Tuons donc ce mystère qui n'a pas lieu d'être : Gone Girl est un faux thriller. Le mot clé étant faux et pas thriller puisque le dernier Fincher est une autopsie sans concessions sur les travers d'une société américaine idolâtrant les apparences, gavée aux médias hypocrites et droguée aux likes des médias sociaux qui dictent de ce fait leurs propres lois et appliquent leur propre justice. Satyre grinçante teintée d'humour noir, très noir, le film s'inscrit ainsi dans la lignée de The Social Network avec lequel il a beaucoup de similitudes : sur la forme – ce côté fun et récréatif dans le traitement – mais aussi sur le fond puisque les deux personnages principaux des deux films sont des esprits brillants et retors, poussés aux pires bassesses à force de vouloir suivre des normes biaisées. Tout est faux ici, aussi lisse et propret soit-il, de la belle maison du couple central au sourire ultra bright du mari, en passant par la supposée scène de crime. C'est avec un réel talent de storyteller et de fin technicien que Fincher épingle tout ce beau monde et démonte la machine à rêves américaine.

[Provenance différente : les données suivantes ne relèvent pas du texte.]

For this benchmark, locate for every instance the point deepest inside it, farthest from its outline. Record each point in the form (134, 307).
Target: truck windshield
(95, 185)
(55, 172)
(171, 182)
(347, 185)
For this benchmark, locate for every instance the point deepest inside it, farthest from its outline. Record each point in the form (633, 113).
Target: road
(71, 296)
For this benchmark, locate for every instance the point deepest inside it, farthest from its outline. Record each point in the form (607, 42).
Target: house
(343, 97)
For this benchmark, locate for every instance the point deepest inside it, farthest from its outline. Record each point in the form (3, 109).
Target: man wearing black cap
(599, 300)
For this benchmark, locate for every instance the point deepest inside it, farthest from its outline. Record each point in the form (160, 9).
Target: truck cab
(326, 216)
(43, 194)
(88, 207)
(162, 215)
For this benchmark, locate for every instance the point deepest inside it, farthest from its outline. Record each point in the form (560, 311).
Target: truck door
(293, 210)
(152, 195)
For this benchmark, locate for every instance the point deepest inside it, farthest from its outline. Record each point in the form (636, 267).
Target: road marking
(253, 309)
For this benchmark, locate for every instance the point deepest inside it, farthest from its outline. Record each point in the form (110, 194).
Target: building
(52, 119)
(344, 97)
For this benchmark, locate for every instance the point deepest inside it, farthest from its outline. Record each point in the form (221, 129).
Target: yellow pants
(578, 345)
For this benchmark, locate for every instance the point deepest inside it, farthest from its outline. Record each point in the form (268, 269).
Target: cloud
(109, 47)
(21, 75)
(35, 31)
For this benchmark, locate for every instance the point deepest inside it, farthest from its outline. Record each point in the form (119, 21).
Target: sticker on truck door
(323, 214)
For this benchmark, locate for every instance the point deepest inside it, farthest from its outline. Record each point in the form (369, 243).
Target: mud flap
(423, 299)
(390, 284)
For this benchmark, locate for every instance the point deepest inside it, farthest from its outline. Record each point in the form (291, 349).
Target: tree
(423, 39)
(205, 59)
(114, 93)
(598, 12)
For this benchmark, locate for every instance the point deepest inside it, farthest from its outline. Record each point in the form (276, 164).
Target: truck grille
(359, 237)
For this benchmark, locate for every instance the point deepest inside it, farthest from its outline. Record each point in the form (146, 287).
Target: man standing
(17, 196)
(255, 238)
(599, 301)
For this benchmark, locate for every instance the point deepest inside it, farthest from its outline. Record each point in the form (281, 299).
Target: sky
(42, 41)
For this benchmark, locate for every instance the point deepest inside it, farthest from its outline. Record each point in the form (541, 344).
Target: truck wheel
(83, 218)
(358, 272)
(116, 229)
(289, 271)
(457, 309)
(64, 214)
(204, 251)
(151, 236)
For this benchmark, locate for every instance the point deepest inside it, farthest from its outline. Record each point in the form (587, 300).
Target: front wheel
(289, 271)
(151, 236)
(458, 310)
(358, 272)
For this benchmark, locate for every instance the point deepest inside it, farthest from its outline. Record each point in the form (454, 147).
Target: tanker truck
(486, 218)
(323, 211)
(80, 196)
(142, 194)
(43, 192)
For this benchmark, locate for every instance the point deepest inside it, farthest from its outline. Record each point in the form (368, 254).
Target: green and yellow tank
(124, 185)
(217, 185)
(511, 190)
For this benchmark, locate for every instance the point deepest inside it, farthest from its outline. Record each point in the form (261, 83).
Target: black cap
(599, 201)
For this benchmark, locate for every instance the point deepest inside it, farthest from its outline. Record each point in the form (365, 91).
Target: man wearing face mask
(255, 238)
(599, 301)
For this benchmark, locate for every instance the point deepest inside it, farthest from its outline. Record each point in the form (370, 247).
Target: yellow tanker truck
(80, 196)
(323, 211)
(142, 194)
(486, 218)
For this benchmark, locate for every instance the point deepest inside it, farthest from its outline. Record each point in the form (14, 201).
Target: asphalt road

Son secret ? Ne jamais tomber dans la démonstration facile et toujours adapter son style à son sujet, jamais le contraire.

 

 

Si Gone Girl est brillant dans sa première partie, il touche carrément au génie dès lors qu'il s'attaque à la sacro-sainte institution du mariage, véritable moteur du film, dans un sens du détail et du grotesque jouissif. Aussi tendu et insoutenable que puisse être le métrage, il n'atteint les sommets que lorsque les masques tombent et que les coulisses du couple vedette sont révélées dans toute leur laideur, chacun en prenant pour son grade. Pour ça, il faut de toute évidence rendre grâce au matériau d'origine qu'est le géniallissime livre de Gillian Flynn – Les Apparences en VF – mais aussi à l'énorme travail d'adaptation fait par Flynn en étroite collaboration avec Fincher et qui a permis de resserrer la trame autour du couple tout en virant toute la thématique de la parenté. La scène d'introduction de Gone Girl est en elle même une note d'intention à ce propos, lorsque Ben Afleck se demande ce qui peut bien se passer dans la tête de sa moitié et comment ils en sont arrivés là, après avoir soigneusement planifié les étapes d'une relation de couple idéale. Les acteurs, parlons-en. Ben Afleck et Rosamund Pike sont, sans surprise, juste impeccables dans leurs rôles respectifs : le premier, n'en déplaise à ceux qui ont taxé le livre et le film de sexiste, est un modèle du mari castré, à la ramasse, largué au milieu d'un ouragan médiatique et judiciaire dont il ne réalise pas toutes les ramifications. La seconde trouve ici un rôle en or de salope intégrale qui a largement sa place entre la Catherine Tramell de Basic Instict et la Bridget Gregory de Last Seduction. Encore un psychopathe pour Fincher, tiens. On ne se refait décidément pas.

 

 

Film mineur et récréatif dans la filmographie imposante de David Fincher, Gone Girl n'en demeure pas moins une belle leçon de cinéma doublé d'une diatribe cinglante contre certaines dérives de la société américaine. Plastiquement irréprochable, dérangeant sur la forme, du beau cinéma cérébral comme seul Fincher sait en faire.